While the reasons for the changes are not included in the booklet, the prayers are arranged by linking liturgical texts on the left side of the booklet with corresponding colorful explanations on the right. Despite gearing the text to children, adults will likely find the booklet helpful in answering their own questions.
Translation is ‘teachable moment’ for Pauline Books and Media
Pauline Books and Media associate editor, children’s books, Jaymie Stuart Wolfe, co-authored “The Mass Explained for Kids,” and is not only excited about the new publication on a professional level, but personally, as well.

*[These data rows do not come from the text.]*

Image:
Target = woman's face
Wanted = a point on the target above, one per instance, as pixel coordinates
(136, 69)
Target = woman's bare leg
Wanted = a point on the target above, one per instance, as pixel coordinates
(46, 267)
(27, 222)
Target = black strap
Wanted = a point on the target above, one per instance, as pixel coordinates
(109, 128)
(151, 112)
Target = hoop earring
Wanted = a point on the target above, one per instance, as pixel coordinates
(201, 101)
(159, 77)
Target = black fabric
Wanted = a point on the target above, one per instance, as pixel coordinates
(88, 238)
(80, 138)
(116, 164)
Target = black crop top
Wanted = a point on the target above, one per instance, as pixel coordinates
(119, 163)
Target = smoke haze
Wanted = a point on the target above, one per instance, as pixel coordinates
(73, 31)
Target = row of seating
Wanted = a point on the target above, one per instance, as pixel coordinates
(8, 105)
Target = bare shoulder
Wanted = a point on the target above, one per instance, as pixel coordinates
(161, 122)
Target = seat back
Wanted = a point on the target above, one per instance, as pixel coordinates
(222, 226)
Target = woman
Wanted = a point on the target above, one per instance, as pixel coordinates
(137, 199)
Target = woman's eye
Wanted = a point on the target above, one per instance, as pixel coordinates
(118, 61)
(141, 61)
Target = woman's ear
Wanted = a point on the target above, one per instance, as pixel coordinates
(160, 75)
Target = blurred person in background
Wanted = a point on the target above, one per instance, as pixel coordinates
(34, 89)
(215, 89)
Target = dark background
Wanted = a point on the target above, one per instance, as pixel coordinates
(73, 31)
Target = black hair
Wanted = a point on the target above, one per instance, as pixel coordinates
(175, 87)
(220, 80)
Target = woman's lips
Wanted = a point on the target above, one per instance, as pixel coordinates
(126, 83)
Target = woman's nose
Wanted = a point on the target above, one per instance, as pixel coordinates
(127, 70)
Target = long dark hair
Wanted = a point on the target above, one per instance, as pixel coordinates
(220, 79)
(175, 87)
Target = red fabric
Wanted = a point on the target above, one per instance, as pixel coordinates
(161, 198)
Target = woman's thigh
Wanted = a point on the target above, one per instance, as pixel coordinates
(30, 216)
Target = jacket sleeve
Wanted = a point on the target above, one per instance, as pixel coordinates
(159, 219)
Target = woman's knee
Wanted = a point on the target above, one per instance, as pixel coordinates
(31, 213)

“I have eight kids ranging from 11 to 27, and was a bit surprised when our law school student asked if I would send her a few copies of ‘The Mass Explained for Kids,’” she said. “I believe this booklet has the potential to reach families with children of various ages, and have seen much interest from adults looking for what this resource offers: A visually clean, brief catechesis on the whole Mass, and not just the things that will change with the new English translation of the Roman Missal.”
The booklet doesn’t explore why the changes occurred, or that the language of the Mass is changing, because Wolfe wanted to focus on an overall understanding of what happens at Mass and why.

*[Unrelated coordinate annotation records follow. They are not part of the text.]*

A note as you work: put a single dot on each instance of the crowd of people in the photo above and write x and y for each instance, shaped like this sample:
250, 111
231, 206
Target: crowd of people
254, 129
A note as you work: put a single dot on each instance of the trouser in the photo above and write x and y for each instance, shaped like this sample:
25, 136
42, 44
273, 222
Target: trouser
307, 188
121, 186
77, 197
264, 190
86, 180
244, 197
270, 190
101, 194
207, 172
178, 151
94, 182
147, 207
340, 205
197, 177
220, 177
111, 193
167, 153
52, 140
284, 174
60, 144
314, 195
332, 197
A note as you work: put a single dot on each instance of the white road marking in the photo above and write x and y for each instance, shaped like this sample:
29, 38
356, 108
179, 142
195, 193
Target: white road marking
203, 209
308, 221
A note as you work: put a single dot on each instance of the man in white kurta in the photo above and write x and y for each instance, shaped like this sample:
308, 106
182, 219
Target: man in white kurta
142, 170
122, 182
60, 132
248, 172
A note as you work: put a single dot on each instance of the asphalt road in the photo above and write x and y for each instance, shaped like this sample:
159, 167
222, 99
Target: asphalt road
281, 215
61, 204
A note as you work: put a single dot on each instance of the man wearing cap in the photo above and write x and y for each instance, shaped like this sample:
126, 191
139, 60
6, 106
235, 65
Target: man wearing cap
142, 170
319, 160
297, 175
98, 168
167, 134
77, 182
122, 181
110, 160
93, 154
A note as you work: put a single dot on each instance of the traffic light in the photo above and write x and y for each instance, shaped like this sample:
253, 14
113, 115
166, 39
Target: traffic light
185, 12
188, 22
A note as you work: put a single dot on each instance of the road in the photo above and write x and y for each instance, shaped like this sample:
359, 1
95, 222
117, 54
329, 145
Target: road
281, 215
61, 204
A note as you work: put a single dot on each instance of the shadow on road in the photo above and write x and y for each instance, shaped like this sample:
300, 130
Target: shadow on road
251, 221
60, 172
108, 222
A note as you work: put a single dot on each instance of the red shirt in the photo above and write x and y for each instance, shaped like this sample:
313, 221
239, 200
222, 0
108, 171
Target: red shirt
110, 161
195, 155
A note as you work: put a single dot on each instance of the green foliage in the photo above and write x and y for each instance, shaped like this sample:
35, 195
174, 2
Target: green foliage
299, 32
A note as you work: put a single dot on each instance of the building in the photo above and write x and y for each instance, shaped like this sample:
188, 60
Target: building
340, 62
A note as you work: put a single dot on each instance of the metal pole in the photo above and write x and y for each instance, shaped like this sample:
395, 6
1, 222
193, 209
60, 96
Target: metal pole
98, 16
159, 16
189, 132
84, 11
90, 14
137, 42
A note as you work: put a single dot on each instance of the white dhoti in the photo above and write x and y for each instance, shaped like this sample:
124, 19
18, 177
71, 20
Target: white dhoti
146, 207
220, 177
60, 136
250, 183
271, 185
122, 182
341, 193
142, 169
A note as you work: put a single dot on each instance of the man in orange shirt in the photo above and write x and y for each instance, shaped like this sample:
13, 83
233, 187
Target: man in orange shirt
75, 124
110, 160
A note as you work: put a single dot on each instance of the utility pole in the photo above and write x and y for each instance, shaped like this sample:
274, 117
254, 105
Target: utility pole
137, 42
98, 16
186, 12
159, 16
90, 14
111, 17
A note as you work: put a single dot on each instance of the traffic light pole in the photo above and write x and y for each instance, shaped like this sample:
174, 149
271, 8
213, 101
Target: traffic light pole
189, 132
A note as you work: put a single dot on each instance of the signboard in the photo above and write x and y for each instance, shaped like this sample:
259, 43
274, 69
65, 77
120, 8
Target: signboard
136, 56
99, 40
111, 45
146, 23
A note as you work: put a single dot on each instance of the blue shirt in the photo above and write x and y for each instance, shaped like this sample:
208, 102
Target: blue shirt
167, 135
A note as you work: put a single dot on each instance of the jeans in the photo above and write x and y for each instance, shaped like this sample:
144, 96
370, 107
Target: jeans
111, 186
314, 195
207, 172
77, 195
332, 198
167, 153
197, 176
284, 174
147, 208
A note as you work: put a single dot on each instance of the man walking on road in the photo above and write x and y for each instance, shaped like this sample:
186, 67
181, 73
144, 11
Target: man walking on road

“Most kids and adults would love to know what the Mass really means,” she said. “We have taken the teachable moment of the new translation as an opportunity to do that. We believe that families and children can learn to pray the Mass.”

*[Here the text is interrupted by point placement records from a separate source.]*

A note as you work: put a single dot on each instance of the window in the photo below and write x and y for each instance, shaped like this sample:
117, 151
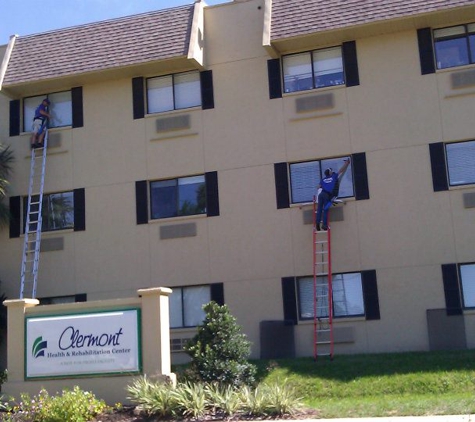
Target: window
178, 197
60, 109
186, 305
455, 46
57, 211
313, 69
460, 158
173, 92
347, 295
305, 178
467, 276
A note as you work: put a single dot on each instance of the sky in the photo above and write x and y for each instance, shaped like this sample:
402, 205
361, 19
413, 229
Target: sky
26, 17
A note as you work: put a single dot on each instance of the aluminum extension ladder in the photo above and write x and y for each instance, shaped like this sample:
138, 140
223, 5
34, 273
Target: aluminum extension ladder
33, 225
322, 292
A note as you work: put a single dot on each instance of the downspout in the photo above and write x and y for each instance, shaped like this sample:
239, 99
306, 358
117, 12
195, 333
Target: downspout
6, 59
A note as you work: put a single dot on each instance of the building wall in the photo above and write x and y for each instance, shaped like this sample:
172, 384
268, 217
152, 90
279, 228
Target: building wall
405, 231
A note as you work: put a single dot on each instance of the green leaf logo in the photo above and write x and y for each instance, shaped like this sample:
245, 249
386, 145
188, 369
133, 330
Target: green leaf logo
39, 347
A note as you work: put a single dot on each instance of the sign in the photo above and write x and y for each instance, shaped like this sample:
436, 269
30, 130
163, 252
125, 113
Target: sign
83, 344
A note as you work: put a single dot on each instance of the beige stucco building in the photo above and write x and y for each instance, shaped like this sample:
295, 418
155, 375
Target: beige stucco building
187, 143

In preparing children for the new Roman Missal, Wolfe emphasized there is much parents can do to help their children understand what will be going on, but it all begins with a relaxed state of mind, a positive attitude and a deep breath.
Learn about Mass with your children
“Expect to be a little ‘book bound’ for a while and realize that you don’t have to know the answer to every question your kids may ask,” she said. “You can learn a lot more than just what the words say.
Why not learn about the Mass together with your children?”
Secondly, parents can utilize online resources or attend parish informational sessions to learn about the changes, and discuss specific words or concepts they might find challenging.
“Just remember, ‘consubstantial’ may sound a lot more daunting than ‘one in being’ does, but the concept is the same,” explained Wolfe. “Once you realize that we’ve all coasted through Mass on autopilot at least sometimes, you’ll see what a great opportunity these changes present … for deepening our knowledge and practice of the faith.”
Once the new language is fully implemented, Wolfe encourages parents to discuss with their children the words and concepts they like and what might sound strange to the ear, and even what might make them feel uncomfortable.
“You might consider having a kind of family liturgical ‘scavenger hunt,’” she suggested. “Look for something specific in the Mass each week: like how many times the priest says, ‘The Lord be with you,’ or whether you heard words that reminded you of a Bible story or just an unfamiliar word.”
Another suggestion would be to focus on one part of the Mass together, as a family, such as the Penitential Rite. It might be surprising to many Catholics that the words Kyrie eleison are Greek and not Latin. More than anything, Wolfe encourages parents to discuss the personal meaning of the Mass to them, and how their faith in Jesus Christ, present in the Eucharist, can be part of everyday family life.
“This little 40-page booklet has involved countless hours and the collaboration of many, many people over the past year,” said Wolfe. “Once we realized that there was a need and opportunity to teach kids, not just about the changes in the missal, but about the Mass as a whole, we got down to work. It has been a joy and privilege to produce something aimed at helping kids understand the great gift Jesus gave us in the Eucharist, his real presence and saving sacrifice, as well as true communion with him and one another. All of this comes to us through the celebration of Mass.”